O COCÔ, O CACHORRO, A PRAÇA PÚBLICA E EU

Gosto de sair para fazer minhas caminhadas pela manhã.

Perto de casa há uma pequena praça com muitas árvores e também muito cimento...

Um pouquinho mais longe existe outra praça, bem maior, com mais verde, menos cimento e um caminho feito de terra e grama que podemos pisar em cima, correr ou simplesmente passear com o cachorro, sem culpa nenhuma, afinal é permitido pisar na grama.

No outono, as flores dos ipês roxos caem e forram o chão e sinto-me caminhando em cima de um tapete de flores roxas... uma imagem belíssima e uma sensação transcendental! Como amo o amarelo, se o ipê fosse amarelo o encanto seria maior! Mas mesmo sendo roxo o que vejo faz com que eu mesma me reinvente a cada passo.

Algo que me deixa profundamente intrigada é quando vejo o dono de um cachorro chegando. Às vezes o cachorro é grande, às vezes pequenino e, às vezes, tamanho médio. Sempre belos... amo cachorros! Entretanto, além da corrida deliciosa que fazem quando soltos das respectivas coleiras, por seus donos, parece-me que todos, indiscutivelmente todos se sentem livres para fazer cocô na praça... parece escrito na cara do dono: fique à vontade afinal, a praça é pública!

Praça para idosos, adultos, jovens, crianças passearem ou praça para levarmos o cachorrinho para fazer cocô?! Oh... dúvida existencial! Na verdade dúvida mais ética que existencial.

Aprendi quando pequena que meus atos podem refletir na vida de outra pessoa, de maneira positiva ou negativa. Olha só que responsabilidade. Ninguém vive sozinho. Vizinhos, amigos, parentes... gente, sempre ao nosso lado, sempre conosco... sozinhos jamais, pois somos resultado da nossa relação com o outro. Vivemos em uma comunidade, na qual o coletivo faz parte do nosso cotidiano. Então, não entendo, quando você leva seu gracioso cachorro para passear e, além disto, o leva também para fazer cocô num lugar que é um lugar de todos.

Eu gosto de passear na praça ou simplesmente fazer minhas caminhadas. Cada passo uma surpresa, um sobressalto... quase, ufa dessa me livrei.

Não consigo entender como alguém pode levar seu cachorro para fazer cocô na praça?! Tento e não entendo... Entristeço-me! Compromisso social? Existe? Será que as pessoas sabem disto? Um precisa do outro pra viver, não é?

Apenas um saquinho para recolher o cocô do cachorro... apenas isto. Pronto!

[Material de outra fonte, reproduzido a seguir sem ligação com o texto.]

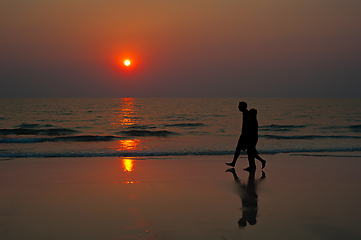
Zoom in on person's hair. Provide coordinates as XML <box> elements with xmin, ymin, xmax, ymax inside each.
<box><xmin>249</xmin><ymin>108</ymin><xmax>257</xmax><ymax>116</ymax></box>
<box><xmin>239</xmin><ymin>102</ymin><xmax>247</xmax><ymax>109</ymax></box>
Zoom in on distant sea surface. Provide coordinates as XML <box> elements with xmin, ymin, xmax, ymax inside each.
<box><xmin>1</xmin><ymin>98</ymin><xmax>360</xmax><ymax>159</ymax></box>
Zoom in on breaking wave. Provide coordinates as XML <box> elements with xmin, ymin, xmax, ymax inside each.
<box><xmin>1</xmin><ymin>147</ymin><xmax>361</xmax><ymax>159</ymax></box>
<box><xmin>349</xmin><ymin>125</ymin><xmax>361</xmax><ymax>132</ymax></box>
<box><xmin>127</xmin><ymin>125</ymin><xmax>157</xmax><ymax>130</ymax></box>
<box><xmin>0</xmin><ymin>127</ymin><xmax>79</xmax><ymax>136</ymax></box>
<box><xmin>163</xmin><ymin>123</ymin><xmax>205</xmax><ymax>127</ymax></box>
<box><xmin>259</xmin><ymin>124</ymin><xmax>306</xmax><ymax>132</ymax></box>
<box><xmin>119</xmin><ymin>130</ymin><xmax>177</xmax><ymax>137</ymax></box>
<box><xmin>261</xmin><ymin>134</ymin><xmax>361</xmax><ymax>139</ymax></box>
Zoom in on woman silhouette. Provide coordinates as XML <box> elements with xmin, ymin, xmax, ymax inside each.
<box><xmin>246</xmin><ymin>108</ymin><xmax>266</xmax><ymax>170</ymax></box>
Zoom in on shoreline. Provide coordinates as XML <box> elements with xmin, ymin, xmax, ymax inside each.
<box><xmin>0</xmin><ymin>150</ymin><xmax>361</xmax><ymax>161</ymax></box>
<box><xmin>1</xmin><ymin>154</ymin><xmax>361</xmax><ymax>240</ymax></box>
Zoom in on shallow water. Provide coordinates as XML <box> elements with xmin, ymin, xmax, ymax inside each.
<box><xmin>1</xmin><ymin>98</ymin><xmax>360</xmax><ymax>158</ymax></box>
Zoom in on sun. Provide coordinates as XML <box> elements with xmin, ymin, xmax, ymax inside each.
<box><xmin>124</xmin><ymin>60</ymin><xmax>131</xmax><ymax>66</ymax></box>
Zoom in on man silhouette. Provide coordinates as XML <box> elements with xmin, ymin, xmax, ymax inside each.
<box><xmin>226</xmin><ymin>102</ymin><xmax>250</xmax><ymax>168</ymax></box>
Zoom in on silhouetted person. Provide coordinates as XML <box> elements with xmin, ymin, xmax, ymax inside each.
<box><xmin>226</xmin><ymin>102</ymin><xmax>250</xmax><ymax>168</ymax></box>
<box><xmin>226</xmin><ymin>103</ymin><xmax>266</xmax><ymax>170</ymax></box>
<box><xmin>246</xmin><ymin>108</ymin><xmax>266</xmax><ymax>170</ymax></box>
<box><xmin>226</xmin><ymin>168</ymin><xmax>265</xmax><ymax>228</ymax></box>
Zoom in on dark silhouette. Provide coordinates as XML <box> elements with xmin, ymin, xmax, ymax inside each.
<box><xmin>246</xmin><ymin>108</ymin><xmax>266</xmax><ymax>170</ymax></box>
<box><xmin>225</xmin><ymin>102</ymin><xmax>249</xmax><ymax>168</ymax></box>
<box><xmin>226</xmin><ymin>102</ymin><xmax>266</xmax><ymax>170</ymax></box>
<box><xmin>226</xmin><ymin>168</ymin><xmax>265</xmax><ymax>227</ymax></box>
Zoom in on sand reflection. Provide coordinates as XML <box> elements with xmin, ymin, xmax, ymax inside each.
<box><xmin>122</xmin><ymin>158</ymin><xmax>134</xmax><ymax>172</ymax></box>
<box><xmin>226</xmin><ymin>168</ymin><xmax>265</xmax><ymax>227</ymax></box>
<box><xmin>121</xmin><ymin>158</ymin><xmax>139</xmax><ymax>184</ymax></box>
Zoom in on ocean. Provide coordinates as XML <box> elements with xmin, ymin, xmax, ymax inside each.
<box><xmin>1</xmin><ymin>98</ymin><xmax>360</xmax><ymax>159</ymax></box>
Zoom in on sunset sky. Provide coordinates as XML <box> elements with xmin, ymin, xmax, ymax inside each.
<box><xmin>1</xmin><ymin>0</ymin><xmax>360</xmax><ymax>98</ymax></box>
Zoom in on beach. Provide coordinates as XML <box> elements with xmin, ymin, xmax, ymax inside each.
<box><xmin>1</xmin><ymin>0</ymin><xmax>361</xmax><ymax>236</ymax></box>
<box><xmin>1</xmin><ymin>154</ymin><xmax>361</xmax><ymax>240</ymax></box>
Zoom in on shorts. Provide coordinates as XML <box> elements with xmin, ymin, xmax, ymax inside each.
<box><xmin>236</xmin><ymin>135</ymin><xmax>247</xmax><ymax>151</ymax></box>
<box><xmin>236</xmin><ymin>135</ymin><xmax>258</xmax><ymax>151</ymax></box>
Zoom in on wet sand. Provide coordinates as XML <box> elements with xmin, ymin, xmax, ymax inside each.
<box><xmin>1</xmin><ymin>154</ymin><xmax>361</xmax><ymax>240</ymax></box>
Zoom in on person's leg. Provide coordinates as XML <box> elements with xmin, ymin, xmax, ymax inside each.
<box><xmin>252</xmin><ymin>149</ymin><xmax>266</xmax><ymax>169</ymax></box>
<box><xmin>255</xmin><ymin>155</ymin><xmax>266</xmax><ymax>169</ymax></box>
<box><xmin>244</xmin><ymin>148</ymin><xmax>256</xmax><ymax>170</ymax></box>
<box><xmin>226</xmin><ymin>136</ymin><xmax>245</xmax><ymax>167</ymax></box>
<box><xmin>248</xmin><ymin>143</ymin><xmax>266</xmax><ymax>169</ymax></box>
<box><xmin>254</xmin><ymin>154</ymin><xmax>263</xmax><ymax>161</ymax></box>
<box><xmin>226</xmin><ymin>147</ymin><xmax>240</xmax><ymax>167</ymax></box>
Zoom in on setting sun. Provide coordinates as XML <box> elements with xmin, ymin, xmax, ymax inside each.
<box><xmin>124</xmin><ymin>60</ymin><xmax>131</xmax><ymax>66</ymax></box>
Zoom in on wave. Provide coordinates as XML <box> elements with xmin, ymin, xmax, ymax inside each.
<box><xmin>320</xmin><ymin>124</ymin><xmax>361</xmax><ymax>132</ymax></box>
<box><xmin>261</xmin><ymin>134</ymin><xmax>361</xmax><ymax>139</ymax></box>
<box><xmin>291</xmin><ymin>153</ymin><xmax>361</xmax><ymax>157</ymax></box>
<box><xmin>14</xmin><ymin>123</ymin><xmax>54</xmax><ymax>128</ymax></box>
<box><xmin>260</xmin><ymin>124</ymin><xmax>361</xmax><ymax>133</ymax></box>
<box><xmin>1</xmin><ymin>147</ymin><xmax>361</xmax><ymax>158</ymax></box>
<box><xmin>0</xmin><ymin>135</ymin><xmax>121</xmax><ymax>143</ymax></box>
<box><xmin>349</xmin><ymin>125</ymin><xmax>361</xmax><ymax>132</ymax></box>
<box><xmin>119</xmin><ymin>130</ymin><xmax>176</xmax><ymax>137</ymax></box>
<box><xmin>127</xmin><ymin>125</ymin><xmax>157</xmax><ymax>130</ymax></box>
<box><xmin>0</xmin><ymin>127</ymin><xmax>79</xmax><ymax>136</ymax></box>
<box><xmin>259</xmin><ymin>124</ymin><xmax>306</xmax><ymax>132</ymax></box>
<box><xmin>163</xmin><ymin>123</ymin><xmax>205</xmax><ymax>127</ymax></box>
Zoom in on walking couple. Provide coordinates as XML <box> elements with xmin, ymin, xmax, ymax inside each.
<box><xmin>226</xmin><ymin>102</ymin><xmax>266</xmax><ymax>170</ymax></box>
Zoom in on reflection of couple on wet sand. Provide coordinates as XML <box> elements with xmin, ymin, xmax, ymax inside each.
<box><xmin>226</xmin><ymin>168</ymin><xmax>265</xmax><ymax>227</ymax></box>
<box><xmin>226</xmin><ymin>102</ymin><xmax>266</xmax><ymax>171</ymax></box>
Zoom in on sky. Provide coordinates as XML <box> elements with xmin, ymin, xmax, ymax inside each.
<box><xmin>1</xmin><ymin>0</ymin><xmax>361</xmax><ymax>98</ymax></box>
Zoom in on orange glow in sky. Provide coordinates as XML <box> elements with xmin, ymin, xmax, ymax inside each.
<box><xmin>1</xmin><ymin>1</ymin><xmax>360</xmax><ymax>98</ymax></box>
<box><xmin>117</xmin><ymin>55</ymin><xmax>136</xmax><ymax>71</ymax></box>
<box><xmin>116</xmin><ymin>55</ymin><xmax>134</xmax><ymax>71</ymax></box>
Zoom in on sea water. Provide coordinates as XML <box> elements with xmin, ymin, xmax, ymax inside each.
<box><xmin>1</xmin><ymin>98</ymin><xmax>360</xmax><ymax>159</ymax></box>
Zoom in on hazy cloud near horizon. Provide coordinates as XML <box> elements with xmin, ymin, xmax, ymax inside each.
<box><xmin>1</xmin><ymin>0</ymin><xmax>360</xmax><ymax>98</ymax></box>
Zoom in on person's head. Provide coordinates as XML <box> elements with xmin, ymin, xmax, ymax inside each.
<box><xmin>238</xmin><ymin>102</ymin><xmax>247</xmax><ymax>112</ymax></box>
<box><xmin>249</xmin><ymin>108</ymin><xmax>257</xmax><ymax>118</ymax></box>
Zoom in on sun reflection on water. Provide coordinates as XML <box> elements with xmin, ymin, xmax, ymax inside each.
<box><xmin>112</xmin><ymin>98</ymin><xmax>143</xmax><ymax>184</ymax></box>
<box><xmin>118</xmin><ymin>98</ymin><xmax>138</xmax><ymax>127</ymax></box>
<box><xmin>118</xmin><ymin>139</ymin><xmax>141</xmax><ymax>151</ymax></box>
<box><xmin>110</xmin><ymin>98</ymin><xmax>145</xmax><ymax>152</ymax></box>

A praça é sua, minha, de todos! Se cada um fizer um pouquinho poderemos sonhar com um mundo melhor, mais gostoso para viver. Sonhar também com um ser humano, mais humano. Um ser humano que reconheça que precisa do outro e que não faz seu caminho sozinho, mas existe com o outro, para o outro e a partir do outro.

Ainda não perdi a esperança na existência de um ser humano, mais humano!

Não quero que pensem que minhas idéias, insatisfações e necessidades de mudança resumem-se ao cocô de um cachorrinho na praça pública, por “displicência” do seu dono. Seria muito simplista e reducionista referir-me ao ato em si e, parar por aí. Na verdade, meu pensamento vai além, evidentemente.

O sonho de um mundo melhor para meus filhos e netos é real. Sei que não depende exclusivamente de mim e sim de todos nós, da sociedade como um todo, dos políticos que elegemos, mas principalmente do nosso bom senso em não nos conformarmos com o que está posto, mas modificar, transformar, reinventar e fazer diferente desde que com respeito e dignidade, sobretudo manter o cuidado com aquele que está ao nosso lado... parente... amigo... vizinho... desconhecido, enfim, seja quem for, humano, animal, vegetal.